The Ultra Maratón Caballo Blanco (also known as the Copper Canyon Ultramarathon, CCUM, or Ultra Caballo Blanco) is a 50-mile ultramarathon held annually in the town of Urique, in the northern Mexican state of Chihuahua.

Recognized internationally as the Copper Canyon Ultramarathon through author Christopher Mcdougall's book Born to Run, in honor and memory of Micah True "El Caballo Blanco" after his passing in 2012, the race was returned to the name by which it was always known in the Canyons, "Ultra Marathon Caballo Blanco.".

The Ultra Marathon Caballo Blanco is conducted by the Municipality of Urique with support by the 501(c)(3) nonprofit True Messages] and long time ‘Mas Locos’, sponsors and supporters. The UMCB has an incredible and storied history and is considered one of Ultra Marathon Running’s must-do bucket list events.
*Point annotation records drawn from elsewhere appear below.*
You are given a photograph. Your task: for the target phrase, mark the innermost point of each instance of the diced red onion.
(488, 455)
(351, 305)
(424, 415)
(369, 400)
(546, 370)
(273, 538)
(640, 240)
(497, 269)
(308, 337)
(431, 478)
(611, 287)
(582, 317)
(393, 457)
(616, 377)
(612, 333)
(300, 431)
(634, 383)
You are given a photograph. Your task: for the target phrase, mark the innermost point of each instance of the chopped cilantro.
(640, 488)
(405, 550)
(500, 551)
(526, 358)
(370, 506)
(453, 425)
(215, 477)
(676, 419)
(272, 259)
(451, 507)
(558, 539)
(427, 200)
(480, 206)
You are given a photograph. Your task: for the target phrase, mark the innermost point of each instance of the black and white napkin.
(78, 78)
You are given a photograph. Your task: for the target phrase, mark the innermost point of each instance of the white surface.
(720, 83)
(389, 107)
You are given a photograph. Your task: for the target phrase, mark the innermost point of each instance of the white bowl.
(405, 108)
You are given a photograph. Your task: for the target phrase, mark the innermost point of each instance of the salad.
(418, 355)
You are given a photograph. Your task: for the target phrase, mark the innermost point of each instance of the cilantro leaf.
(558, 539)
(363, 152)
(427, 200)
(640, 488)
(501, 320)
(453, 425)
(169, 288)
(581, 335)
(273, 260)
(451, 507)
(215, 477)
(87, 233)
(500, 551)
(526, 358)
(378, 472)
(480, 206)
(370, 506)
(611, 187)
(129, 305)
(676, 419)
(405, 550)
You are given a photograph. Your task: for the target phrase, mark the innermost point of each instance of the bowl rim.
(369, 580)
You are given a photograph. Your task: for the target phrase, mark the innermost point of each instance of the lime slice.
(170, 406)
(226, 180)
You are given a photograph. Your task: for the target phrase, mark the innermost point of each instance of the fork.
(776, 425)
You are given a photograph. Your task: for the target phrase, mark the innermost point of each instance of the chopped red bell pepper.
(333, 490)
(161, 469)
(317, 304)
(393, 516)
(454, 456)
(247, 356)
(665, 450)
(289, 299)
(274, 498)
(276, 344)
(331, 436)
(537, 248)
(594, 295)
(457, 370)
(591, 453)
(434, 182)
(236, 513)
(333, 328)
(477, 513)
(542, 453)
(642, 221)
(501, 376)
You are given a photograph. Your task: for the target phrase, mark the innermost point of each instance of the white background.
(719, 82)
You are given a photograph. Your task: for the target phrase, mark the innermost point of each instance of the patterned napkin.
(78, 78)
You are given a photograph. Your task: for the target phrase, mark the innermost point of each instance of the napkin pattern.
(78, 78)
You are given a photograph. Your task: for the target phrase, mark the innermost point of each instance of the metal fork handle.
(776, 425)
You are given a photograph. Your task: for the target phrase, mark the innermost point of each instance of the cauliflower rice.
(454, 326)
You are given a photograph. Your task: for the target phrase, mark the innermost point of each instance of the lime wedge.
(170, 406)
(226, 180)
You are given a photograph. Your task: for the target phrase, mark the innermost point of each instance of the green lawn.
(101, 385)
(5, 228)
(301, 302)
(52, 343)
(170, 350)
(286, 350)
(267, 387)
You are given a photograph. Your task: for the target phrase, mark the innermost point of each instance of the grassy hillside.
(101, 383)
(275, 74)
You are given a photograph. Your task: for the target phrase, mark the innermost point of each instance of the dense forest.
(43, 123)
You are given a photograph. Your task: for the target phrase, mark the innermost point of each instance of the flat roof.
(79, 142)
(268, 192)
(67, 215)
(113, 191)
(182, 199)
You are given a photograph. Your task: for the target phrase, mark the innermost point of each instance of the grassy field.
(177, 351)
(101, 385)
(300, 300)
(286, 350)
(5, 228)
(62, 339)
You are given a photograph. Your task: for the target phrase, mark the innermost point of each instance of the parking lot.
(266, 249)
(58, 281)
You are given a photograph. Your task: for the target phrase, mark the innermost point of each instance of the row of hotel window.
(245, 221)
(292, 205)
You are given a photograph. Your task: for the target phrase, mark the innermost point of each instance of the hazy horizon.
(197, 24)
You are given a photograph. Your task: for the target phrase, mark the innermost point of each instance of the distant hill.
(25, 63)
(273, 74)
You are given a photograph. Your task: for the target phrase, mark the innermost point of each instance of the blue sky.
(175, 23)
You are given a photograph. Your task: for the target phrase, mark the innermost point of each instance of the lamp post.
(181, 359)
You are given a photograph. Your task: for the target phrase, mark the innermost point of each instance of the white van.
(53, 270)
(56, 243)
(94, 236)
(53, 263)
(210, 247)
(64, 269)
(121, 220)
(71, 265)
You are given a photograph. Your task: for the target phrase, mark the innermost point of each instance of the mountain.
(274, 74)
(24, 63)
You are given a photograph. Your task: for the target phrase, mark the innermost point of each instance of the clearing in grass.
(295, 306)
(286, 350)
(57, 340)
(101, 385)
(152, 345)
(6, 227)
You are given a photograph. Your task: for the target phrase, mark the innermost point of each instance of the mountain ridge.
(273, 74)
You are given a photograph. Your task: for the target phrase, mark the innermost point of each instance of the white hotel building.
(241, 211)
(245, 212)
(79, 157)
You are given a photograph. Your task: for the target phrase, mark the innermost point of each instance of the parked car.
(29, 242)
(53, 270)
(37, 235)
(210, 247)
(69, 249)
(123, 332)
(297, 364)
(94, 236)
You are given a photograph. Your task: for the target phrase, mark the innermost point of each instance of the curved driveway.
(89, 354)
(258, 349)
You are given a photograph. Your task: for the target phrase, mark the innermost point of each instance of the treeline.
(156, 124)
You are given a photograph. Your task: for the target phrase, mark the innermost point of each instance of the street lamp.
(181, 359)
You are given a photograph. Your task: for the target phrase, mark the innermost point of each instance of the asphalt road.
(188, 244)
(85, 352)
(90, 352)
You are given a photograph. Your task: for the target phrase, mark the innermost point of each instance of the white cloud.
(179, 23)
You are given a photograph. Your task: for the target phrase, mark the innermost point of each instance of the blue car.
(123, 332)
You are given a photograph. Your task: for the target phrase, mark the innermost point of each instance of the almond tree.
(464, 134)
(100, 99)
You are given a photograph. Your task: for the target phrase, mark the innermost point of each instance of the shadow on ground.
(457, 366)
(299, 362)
Started by Micah to introduce international athletes to the beauty of the Raramuri (Tarahumara) people, their great culture, and their magical lands, each year the event brings together endurance athletes from all over the planet to run together with over 800 Raramuri athletes. 
 
In 2017 a Marathon distance (42K), and in 2019 a Half Marathon (21K) was added to the event options for those wanting to experience all the beauty of this cultural and running event but not quite ready for the 50 mile distance. Both the 42K and 21K are still incredibly challenging events with climbs and with what is typically a very warm day.

HISTORY

Created by Micah True the first Ultra Caballo Blanco was run on 2003 and initiated as an act of Korima (the circle of sharing, and act of giving without expectation of return, what I have is yours).  This tenet of love and caring remains today and in addition to supporting the cultural aspects of running ane health and all the other wonderful results of the experience, it continues the tradition of providing vouchers awards for all Raramuri runners that are used for nutritional sustenance (maize flour, beans, rice, etc) for their families.

The 2006 race, which included runners like Scott Jurek, Jenn Shelton and Christopher McDougall, was novelized by McDougall as part of his 2009 book Born to Run.

The event has continued to grow throughout the years.  What started as one man’s dream and a few local Tarahumara athletes, now annually attracts over 1200 endurance runners from over 20 countries.  In addition, UMCB week also includes the ‘Caballitos Runs’. These age based races for younger runners take place on Saturday and are surely a highlight of the week.  Over 800 young athletes compete for awards and prizes and just plain fun.  In addition to helping continue the running traditions with the youth, the events also support the kids with a party, and donations from sponsors and the community to make for a day these young ones look forward to all year long.

The race is now run in 50 mile, 26.2 mile, and 13.1 mile formats, and will be run again on March 4–5, 2023.